Платье на ней мокрое, в бурых пятнах крови, в зеленых пятнах от листьев, порвано, запачкано песком.

Туфли промокли.

Шляпка утрачена.

Волосы растрепаны.

И хорошо бы узнать, где она вообще находится.

5

Всякий раз, когда Лавиния бралась за оружие, она вспоминала двоих людей, которые когда-то были ей дороги и которых давно уже не было на свете: своего брата Дика и Уильяма Линдена. Дик учил ее стрелять. И Уильям учил ее стрелять. Впрочем, когда Лавиния брала в руки свое самое любимое оружие, многозарядный кольт «Паттерсон», она вспоминала еще одного человека из прошлого, которого предпочла бы не вспоминать: сэра Генри. Однако в этом доме все было связано с ним и напоминало о нем, и кольт ей подарил именно он. Сэр Генри часто баловал свою юную жену приятными подарками, а кольт был такой экзотикой… И оказался – самым надежным оружием, какое Лавиния когда-либо держала в руках.

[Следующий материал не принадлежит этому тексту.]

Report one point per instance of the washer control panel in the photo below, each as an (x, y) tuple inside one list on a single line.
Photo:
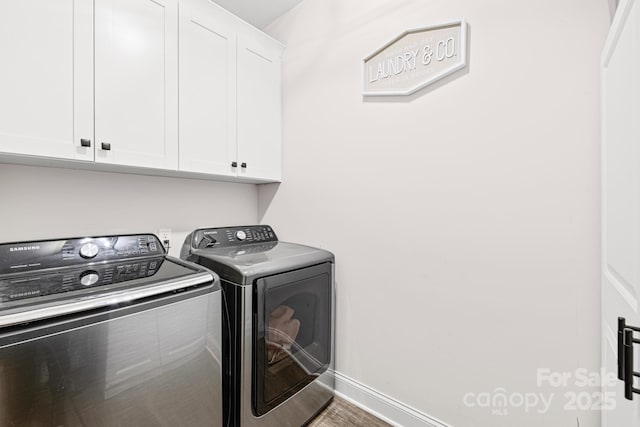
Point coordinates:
[(39, 284), (20, 257), (232, 236)]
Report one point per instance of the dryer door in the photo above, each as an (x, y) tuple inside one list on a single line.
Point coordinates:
[(292, 333)]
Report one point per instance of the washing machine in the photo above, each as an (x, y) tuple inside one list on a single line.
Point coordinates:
[(108, 331), (278, 324)]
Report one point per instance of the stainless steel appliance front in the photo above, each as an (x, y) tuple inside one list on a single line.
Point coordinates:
[(299, 407), (279, 300), (156, 363), (108, 332)]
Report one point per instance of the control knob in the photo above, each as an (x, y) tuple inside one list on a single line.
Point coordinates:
[(89, 250), (89, 278)]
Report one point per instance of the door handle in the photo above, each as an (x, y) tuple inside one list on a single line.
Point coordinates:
[(626, 341)]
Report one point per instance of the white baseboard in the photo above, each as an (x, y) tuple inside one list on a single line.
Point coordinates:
[(382, 406)]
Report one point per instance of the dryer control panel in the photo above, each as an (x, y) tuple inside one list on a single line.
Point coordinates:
[(232, 236)]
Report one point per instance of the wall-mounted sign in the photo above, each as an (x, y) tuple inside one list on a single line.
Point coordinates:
[(415, 59)]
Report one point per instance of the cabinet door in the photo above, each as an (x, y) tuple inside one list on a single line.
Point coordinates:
[(259, 108), (136, 82), (46, 78), (207, 90)]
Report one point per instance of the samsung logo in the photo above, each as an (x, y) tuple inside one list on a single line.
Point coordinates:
[(24, 248)]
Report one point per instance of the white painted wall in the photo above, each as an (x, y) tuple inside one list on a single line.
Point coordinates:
[(41, 203), (465, 219)]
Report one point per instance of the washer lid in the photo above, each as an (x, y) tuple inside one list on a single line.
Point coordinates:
[(243, 264)]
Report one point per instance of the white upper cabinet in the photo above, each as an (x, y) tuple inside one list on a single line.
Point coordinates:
[(136, 82), (173, 87), (46, 78), (207, 89), (259, 107)]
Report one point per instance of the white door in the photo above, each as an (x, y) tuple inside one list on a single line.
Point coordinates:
[(136, 82), (621, 202), (207, 90), (259, 109), (46, 78)]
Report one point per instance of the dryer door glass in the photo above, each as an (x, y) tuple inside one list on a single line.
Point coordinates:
[(292, 336)]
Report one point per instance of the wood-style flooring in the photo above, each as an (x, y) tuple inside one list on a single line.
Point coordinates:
[(341, 413)]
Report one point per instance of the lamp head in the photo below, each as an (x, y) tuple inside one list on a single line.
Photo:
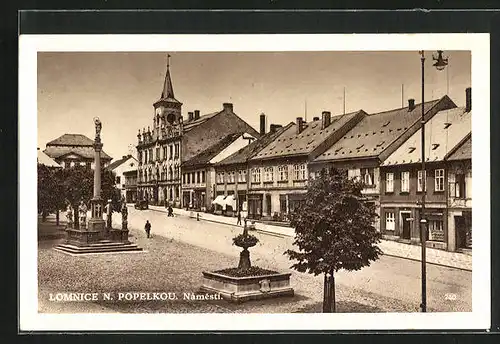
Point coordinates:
[(440, 61)]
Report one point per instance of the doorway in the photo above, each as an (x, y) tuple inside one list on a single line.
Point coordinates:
[(406, 225)]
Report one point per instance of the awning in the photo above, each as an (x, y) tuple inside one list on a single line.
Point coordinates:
[(230, 201), (219, 200)]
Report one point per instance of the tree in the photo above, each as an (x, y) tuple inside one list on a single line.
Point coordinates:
[(334, 230)]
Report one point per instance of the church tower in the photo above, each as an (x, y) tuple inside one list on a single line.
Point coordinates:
[(167, 110)]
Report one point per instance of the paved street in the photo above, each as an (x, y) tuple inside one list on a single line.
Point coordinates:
[(390, 284)]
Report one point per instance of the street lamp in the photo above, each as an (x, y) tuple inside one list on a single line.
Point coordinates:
[(440, 63)]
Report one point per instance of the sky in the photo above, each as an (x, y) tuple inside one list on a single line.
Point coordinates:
[(120, 88)]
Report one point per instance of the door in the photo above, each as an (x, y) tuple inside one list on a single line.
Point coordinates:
[(461, 232), (406, 224)]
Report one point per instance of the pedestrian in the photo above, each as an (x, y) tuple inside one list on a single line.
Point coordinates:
[(239, 219), (147, 228)]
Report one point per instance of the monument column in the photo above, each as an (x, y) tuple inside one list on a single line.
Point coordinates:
[(96, 222)]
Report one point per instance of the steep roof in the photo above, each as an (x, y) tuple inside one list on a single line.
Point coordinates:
[(253, 148), (462, 151), (118, 162), (189, 125), (443, 132), (374, 133), (44, 159), (289, 143), (205, 156), (71, 140)]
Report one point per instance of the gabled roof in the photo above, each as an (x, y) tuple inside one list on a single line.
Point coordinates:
[(71, 140), (443, 132), (189, 125), (462, 151), (208, 154), (44, 159), (118, 162), (253, 148), (374, 133), (289, 143)]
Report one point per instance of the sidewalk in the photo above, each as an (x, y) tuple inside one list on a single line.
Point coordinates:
[(391, 248)]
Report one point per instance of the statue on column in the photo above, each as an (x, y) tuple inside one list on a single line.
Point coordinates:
[(109, 211), (69, 215), (124, 212), (82, 214), (98, 127)]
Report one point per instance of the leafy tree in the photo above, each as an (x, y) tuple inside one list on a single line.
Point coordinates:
[(334, 230)]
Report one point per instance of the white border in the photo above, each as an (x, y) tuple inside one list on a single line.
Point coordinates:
[(29, 45)]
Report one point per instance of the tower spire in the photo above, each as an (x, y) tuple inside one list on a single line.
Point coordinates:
[(168, 90)]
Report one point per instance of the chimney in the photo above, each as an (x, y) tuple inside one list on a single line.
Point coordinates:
[(274, 127), (228, 107), (262, 124), (411, 104), (300, 125), (468, 99), (326, 118)]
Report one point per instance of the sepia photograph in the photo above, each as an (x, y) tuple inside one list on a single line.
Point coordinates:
[(265, 178)]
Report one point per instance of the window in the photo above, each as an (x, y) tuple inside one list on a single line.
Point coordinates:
[(368, 175), (460, 190), (269, 174), (242, 176), (405, 181), (299, 172), (419, 181), (439, 180), (256, 175), (220, 177), (354, 173), (389, 182), (389, 221)]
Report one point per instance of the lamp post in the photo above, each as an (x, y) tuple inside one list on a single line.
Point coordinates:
[(440, 63)]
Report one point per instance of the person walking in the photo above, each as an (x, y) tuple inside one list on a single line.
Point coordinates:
[(147, 228), (239, 219)]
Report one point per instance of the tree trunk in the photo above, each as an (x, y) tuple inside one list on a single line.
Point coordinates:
[(329, 293), (244, 259)]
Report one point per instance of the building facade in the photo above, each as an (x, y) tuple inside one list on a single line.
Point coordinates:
[(361, 150), (403, 186), (171, 140), (71, 150), (119, 167)]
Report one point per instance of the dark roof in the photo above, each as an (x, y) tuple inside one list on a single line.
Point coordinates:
[(189, 125), (205, 156), (463, 150), (444, 131), (374, 133), (253, 148), (118, 162), (73, 144), (71, 140), (290, 143)]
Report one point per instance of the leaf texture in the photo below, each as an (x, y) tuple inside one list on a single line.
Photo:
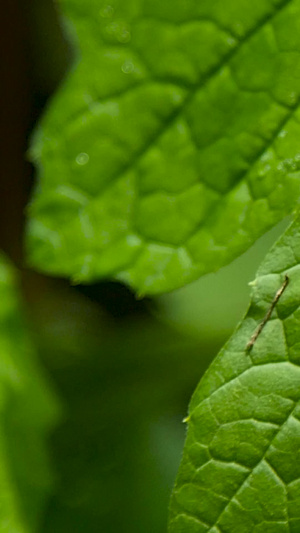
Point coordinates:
[(240, 471), (173, 143)]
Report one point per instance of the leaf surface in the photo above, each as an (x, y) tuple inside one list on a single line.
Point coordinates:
[(173, 143), (240, 471), (27, 411)]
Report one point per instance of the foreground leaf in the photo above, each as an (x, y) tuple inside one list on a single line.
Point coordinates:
[(27, 412), (240, 471), (174, 142)]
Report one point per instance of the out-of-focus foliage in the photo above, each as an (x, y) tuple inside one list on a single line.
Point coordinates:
[(27, 413), (173, 143)]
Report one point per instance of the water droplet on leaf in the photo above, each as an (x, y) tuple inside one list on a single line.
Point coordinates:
[(82, 158), (127, 67), (107, 11)]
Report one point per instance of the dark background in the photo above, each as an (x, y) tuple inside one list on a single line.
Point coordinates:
[(123, 369)]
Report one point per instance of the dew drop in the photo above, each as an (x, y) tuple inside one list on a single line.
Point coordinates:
[(127, 67), (112, 29), (107, 11), (231, 41), (82, 158), (238, 29), (124, 36), (282, 134)]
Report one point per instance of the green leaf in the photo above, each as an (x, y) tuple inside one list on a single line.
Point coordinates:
[(27, 412), (173, 143), (240, 471)]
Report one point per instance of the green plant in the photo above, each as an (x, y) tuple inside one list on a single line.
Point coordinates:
[(170, 147)]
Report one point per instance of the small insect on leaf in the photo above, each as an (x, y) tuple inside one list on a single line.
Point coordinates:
[(267, 316)]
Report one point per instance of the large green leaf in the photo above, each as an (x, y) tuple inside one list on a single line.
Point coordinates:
[(240, 471), (27, 411), (173, 143)]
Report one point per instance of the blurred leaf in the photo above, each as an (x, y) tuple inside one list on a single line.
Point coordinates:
[(173, 143), (240, 471), (27, 413)]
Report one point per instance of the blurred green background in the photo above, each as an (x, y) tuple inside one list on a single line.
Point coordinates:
[(123, 369)]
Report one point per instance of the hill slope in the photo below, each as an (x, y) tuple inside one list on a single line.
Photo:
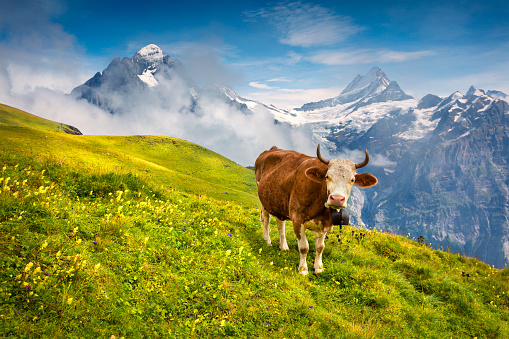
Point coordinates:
[(91, 251)]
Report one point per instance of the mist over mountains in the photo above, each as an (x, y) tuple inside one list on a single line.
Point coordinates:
[(441, 162)]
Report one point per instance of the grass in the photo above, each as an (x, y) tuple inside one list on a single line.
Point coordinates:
[(103, 251)]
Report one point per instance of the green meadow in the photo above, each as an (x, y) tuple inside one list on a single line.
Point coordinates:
[(156, 237)]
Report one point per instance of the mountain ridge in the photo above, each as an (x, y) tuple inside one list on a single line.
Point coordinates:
[(374, 113)]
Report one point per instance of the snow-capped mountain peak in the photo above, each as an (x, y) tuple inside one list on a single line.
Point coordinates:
[(474, 91), (151, 53), (374, 78)]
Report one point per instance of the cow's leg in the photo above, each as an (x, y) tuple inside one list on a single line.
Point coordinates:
[(303, 250), (319, 246), (282, 236), (266, 226)]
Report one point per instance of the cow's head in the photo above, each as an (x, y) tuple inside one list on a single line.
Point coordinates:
[(340, 176)]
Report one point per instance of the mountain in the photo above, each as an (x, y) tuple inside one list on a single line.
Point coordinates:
[(151, 74), (363, 90), (442, 163)]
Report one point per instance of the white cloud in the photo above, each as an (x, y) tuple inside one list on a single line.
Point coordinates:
[(283, 79), (365, 56), (292, 98), (307, 25)]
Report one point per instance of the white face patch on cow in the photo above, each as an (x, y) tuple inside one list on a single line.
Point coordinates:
[(340, 178)]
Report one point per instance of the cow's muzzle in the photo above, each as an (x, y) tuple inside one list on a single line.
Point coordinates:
[(336, 201)]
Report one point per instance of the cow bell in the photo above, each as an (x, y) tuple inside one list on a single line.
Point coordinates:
[(340, 217)]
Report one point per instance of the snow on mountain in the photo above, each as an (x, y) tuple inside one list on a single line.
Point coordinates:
[(375, 86), (148, 77), (150, 53)]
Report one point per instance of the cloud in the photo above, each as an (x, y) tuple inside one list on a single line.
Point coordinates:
[(365, 56), (292, 98), (37, 52), (204, 61), (283, 79), (307, 25), (260, 86)]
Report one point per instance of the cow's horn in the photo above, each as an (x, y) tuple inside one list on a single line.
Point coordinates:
[(319, 155), (364, 163)]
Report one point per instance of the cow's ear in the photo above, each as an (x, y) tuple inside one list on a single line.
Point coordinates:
[(316, 174), (365, 180)]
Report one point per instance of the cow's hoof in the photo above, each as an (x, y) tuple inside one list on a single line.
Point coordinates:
[(319, 270), (303, 272)]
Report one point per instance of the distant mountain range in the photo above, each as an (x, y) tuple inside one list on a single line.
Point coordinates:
[(442, 163)]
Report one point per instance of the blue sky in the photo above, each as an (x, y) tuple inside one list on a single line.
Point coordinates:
[(281, 53)]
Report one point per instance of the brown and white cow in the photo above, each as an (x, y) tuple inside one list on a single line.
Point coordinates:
[(303, 189)]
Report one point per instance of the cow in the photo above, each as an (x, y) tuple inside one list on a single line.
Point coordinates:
[(304, 189)]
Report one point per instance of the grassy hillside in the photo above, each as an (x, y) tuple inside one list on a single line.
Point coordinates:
[(167, 163), (93, 245)]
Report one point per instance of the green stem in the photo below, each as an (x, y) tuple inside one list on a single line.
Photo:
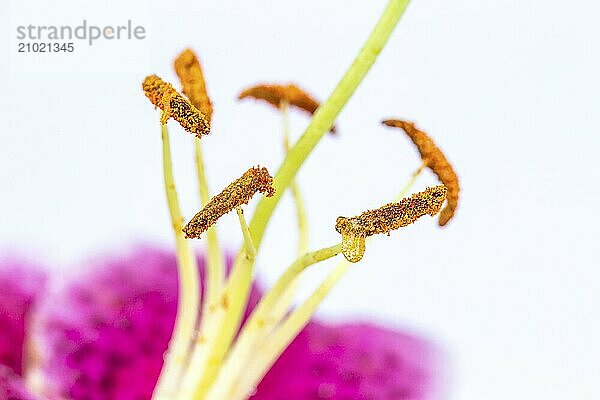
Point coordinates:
[(289, 328), (303, 238), (189, 294), (325, 116), (223, 324), (261, 322)]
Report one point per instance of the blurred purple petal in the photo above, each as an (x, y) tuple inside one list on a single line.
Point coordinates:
[(12, 386), (354, 361), (105, 335), (20, 284)]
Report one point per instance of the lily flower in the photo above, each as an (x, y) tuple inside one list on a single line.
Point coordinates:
[(156, 325)]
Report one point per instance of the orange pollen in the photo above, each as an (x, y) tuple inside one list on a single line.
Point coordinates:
[(387, 218), (172, 104), (435, 160), (239, 192), (188, 69), (277, 95)]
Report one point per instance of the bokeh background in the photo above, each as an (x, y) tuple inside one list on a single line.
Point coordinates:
[(509, 90)]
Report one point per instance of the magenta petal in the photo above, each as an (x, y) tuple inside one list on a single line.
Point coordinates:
[(20, 284), (354, 361), (12, 386), (105, 335)]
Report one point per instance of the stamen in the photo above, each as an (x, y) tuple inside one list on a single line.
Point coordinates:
[(188, 69), (277, 95), (387, 218), (174, 105), (435, 159), (239, 192)]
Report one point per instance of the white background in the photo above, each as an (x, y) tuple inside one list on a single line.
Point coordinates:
[(510, 290)]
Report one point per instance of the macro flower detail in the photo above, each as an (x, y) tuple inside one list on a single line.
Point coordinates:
[(434, 159), (281, 96), (188, 69), (12, 386), (387, 218), (153, 325), (174, 105), (253, 181)]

Однажды она уже собиралась убить Джона Ханта из этого кольта. Лучше бы она сделала это уже тогда! Вместо этого Лавиния выдала на расправу подлецу двоих несчастных – его жену и сына. Она положилась на его слово. Слово джентльмена! А ведь Джон Хант никогда не был джентльменом, и Лавинии, которая никогда не была настоящей леди, следовало уже тогда это понять. Увидеть собрата-хищника за благообразно-постной маской. Но она слишком привыкла к обществу благородных людей.

Лавиния ошиблась. И ее ошибка стоила жизни двоим невинным, в общем-то, созданиям. А теперь ее ошибка могла стоить благополучия, а то и жизни, еще сотням, а то и тысячам тех, в чьих жилах течет кровь с примесью волшебства. Но главное – ее ошибка могла погубить Джеймса. А этого Лавиния не допустит.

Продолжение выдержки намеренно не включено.